Honda has revived two historic nameplates this week, fully restoring the “Serial One” N600 along with celebrating the tiny N360’s 50th anniversary.
Honda N600 ‘Serial One’ restored
First up is the 1967 N600, which was Honda’s first venture into selling cars in America.
Measuring 3099mm long and weighing just 595kg, the Honda N600 was small enough to fit within the wheelbase of some full size vehicles on sale in America at the time.
Above: The ‘Serial One’ Honda N600 before restoration
Under the bonnet was an all-alloy two-cylinder petrol engine that could rev all the way to 9000rpm, helping the N600 to reach speeds of up to 130km/h.
It was also hugely economical, with the potential to achieve 40mpg (5.8L/100km), a revelation at the time.
This particular Honda N600 was the subject of the Finding ‘Serial One’ documentary, which follows the restoration journey of the very first Honda automobile imported to the US – an N600 with the VIN 1000001.
For nearly 50 years the ‘Serial One’ N600 was in a junk pile collecting dust, before falling into the hands of Honda and restoration expert Tim Mings.
Above: The fully-restored ‘Serial One’ Honda N360
Check out the above video for a brief overview of the restoration process and the final reveal of ‘Serial One’, narrated by Tim Mings.
Honda N360 ‘Scamp’ celebrates 50 years
Meanwhile, the company is celebrating the 50th anniversary of the tiny Honda N360 Kei car, which was sold here as the ‘Scamp’.
The N360 Scamp was part of the first wave of Honda vehicles to arrive in Australia, just after the S600 and just before the Z360 and the Life.
Like the introduction of the N600 in the US, these models were made to demonstrate the company’s expertise in producing vehicles beyond motorcycles.
Powering the little front-wheel-drive Scamp was an air-cooled, four-stroke 354cc two-cylinder petrol engine – borrowed from the Honda CB350 motorcycle.
Producing just 23kW, the N360 was still capable of reaching a top speed of 115km/h.

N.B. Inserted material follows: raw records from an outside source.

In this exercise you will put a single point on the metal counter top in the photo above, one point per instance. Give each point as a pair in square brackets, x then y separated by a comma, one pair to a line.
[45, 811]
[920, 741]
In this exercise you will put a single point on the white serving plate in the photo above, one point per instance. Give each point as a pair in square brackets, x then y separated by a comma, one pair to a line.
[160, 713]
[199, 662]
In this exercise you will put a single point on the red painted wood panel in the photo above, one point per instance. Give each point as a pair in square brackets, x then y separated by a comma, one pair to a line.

Some features of the N360 include rack-and-pinion steering, an optional three-speed ‘Hondamatic’ automatic transmission – which also offered manual shift operation – along with a spare tyre mounted in the engine bay for maximum interior and luggage space.

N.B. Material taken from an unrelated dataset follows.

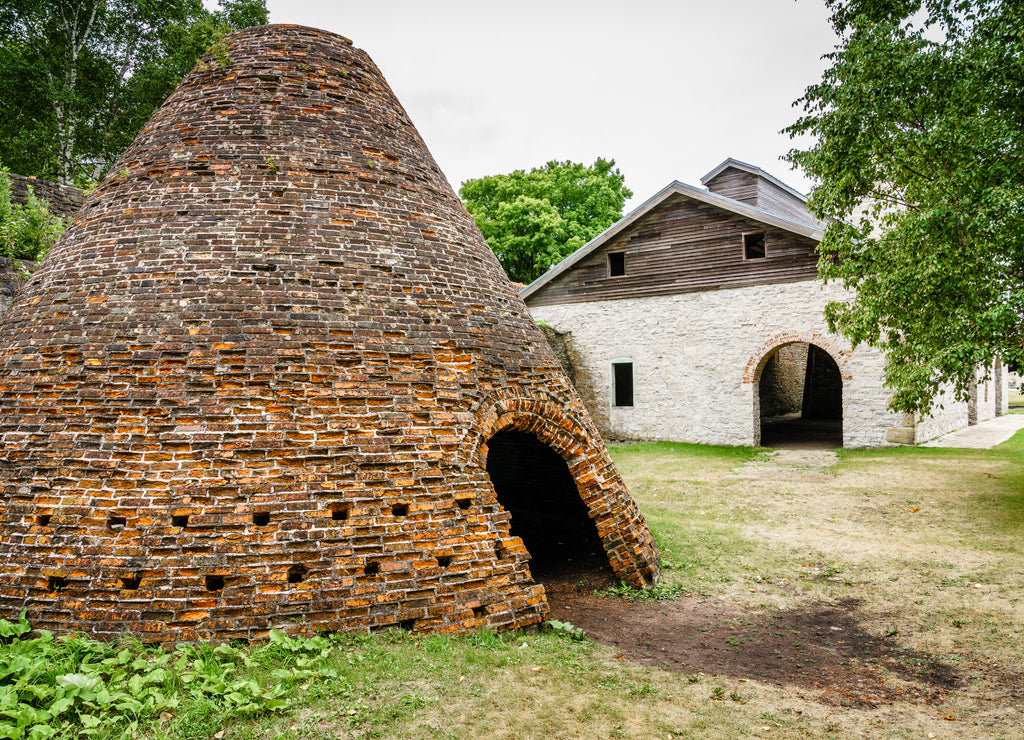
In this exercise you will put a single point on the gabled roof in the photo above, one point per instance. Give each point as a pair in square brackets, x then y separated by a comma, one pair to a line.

Helping the Scamp to keep customers cool in the Australian heat were flow-through ventilation and rear air vents.
A panel-van version was also sold here, known as the LN360.

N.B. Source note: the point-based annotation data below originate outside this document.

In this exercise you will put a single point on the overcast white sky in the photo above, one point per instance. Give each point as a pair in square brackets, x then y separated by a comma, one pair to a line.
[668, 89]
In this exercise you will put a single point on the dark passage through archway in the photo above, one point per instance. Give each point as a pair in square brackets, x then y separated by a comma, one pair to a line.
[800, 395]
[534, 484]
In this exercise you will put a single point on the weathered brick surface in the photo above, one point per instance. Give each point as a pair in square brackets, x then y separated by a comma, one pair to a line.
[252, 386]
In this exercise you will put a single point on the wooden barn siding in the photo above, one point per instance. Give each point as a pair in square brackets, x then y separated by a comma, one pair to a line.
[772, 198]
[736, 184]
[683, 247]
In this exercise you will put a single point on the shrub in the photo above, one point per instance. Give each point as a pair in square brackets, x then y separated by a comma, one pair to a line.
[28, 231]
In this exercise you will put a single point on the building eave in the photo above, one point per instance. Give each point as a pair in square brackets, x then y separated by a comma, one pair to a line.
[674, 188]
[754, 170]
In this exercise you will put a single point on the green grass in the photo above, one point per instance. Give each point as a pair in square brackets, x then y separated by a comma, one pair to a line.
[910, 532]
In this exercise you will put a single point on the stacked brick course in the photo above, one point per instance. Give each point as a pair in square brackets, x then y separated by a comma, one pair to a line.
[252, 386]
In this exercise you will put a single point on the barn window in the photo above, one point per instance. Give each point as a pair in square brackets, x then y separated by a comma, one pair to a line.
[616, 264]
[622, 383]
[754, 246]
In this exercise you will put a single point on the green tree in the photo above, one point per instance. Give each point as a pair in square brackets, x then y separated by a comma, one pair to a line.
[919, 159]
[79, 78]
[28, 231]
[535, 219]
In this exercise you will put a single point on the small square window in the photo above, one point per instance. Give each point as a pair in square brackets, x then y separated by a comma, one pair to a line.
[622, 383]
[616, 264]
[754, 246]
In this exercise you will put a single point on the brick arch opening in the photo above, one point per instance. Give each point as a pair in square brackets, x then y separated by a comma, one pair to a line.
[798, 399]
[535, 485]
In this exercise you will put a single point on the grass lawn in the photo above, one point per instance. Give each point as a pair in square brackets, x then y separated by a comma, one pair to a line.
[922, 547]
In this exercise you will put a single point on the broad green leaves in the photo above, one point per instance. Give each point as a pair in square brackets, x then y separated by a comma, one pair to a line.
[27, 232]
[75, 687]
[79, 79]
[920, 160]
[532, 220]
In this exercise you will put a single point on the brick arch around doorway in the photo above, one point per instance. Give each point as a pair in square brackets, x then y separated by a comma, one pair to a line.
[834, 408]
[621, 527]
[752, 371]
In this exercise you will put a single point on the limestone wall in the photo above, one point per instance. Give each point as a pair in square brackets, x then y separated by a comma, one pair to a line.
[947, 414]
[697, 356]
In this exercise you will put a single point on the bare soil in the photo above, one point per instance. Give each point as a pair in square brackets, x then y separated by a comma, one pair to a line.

Melbourne-based car enthusiast, David Prince (pictured above), owns a near-original Honda N360, which, he says, still drives like a dream.
“I first fell in love with them as a youngster, peering into the showroom not far from my home,” he said.
“I’ve always loved small cars and they don’t come much better than the Scamp.”
When it went on sale the N360 was also the cheapest car on sale – at $1397 back on 1968.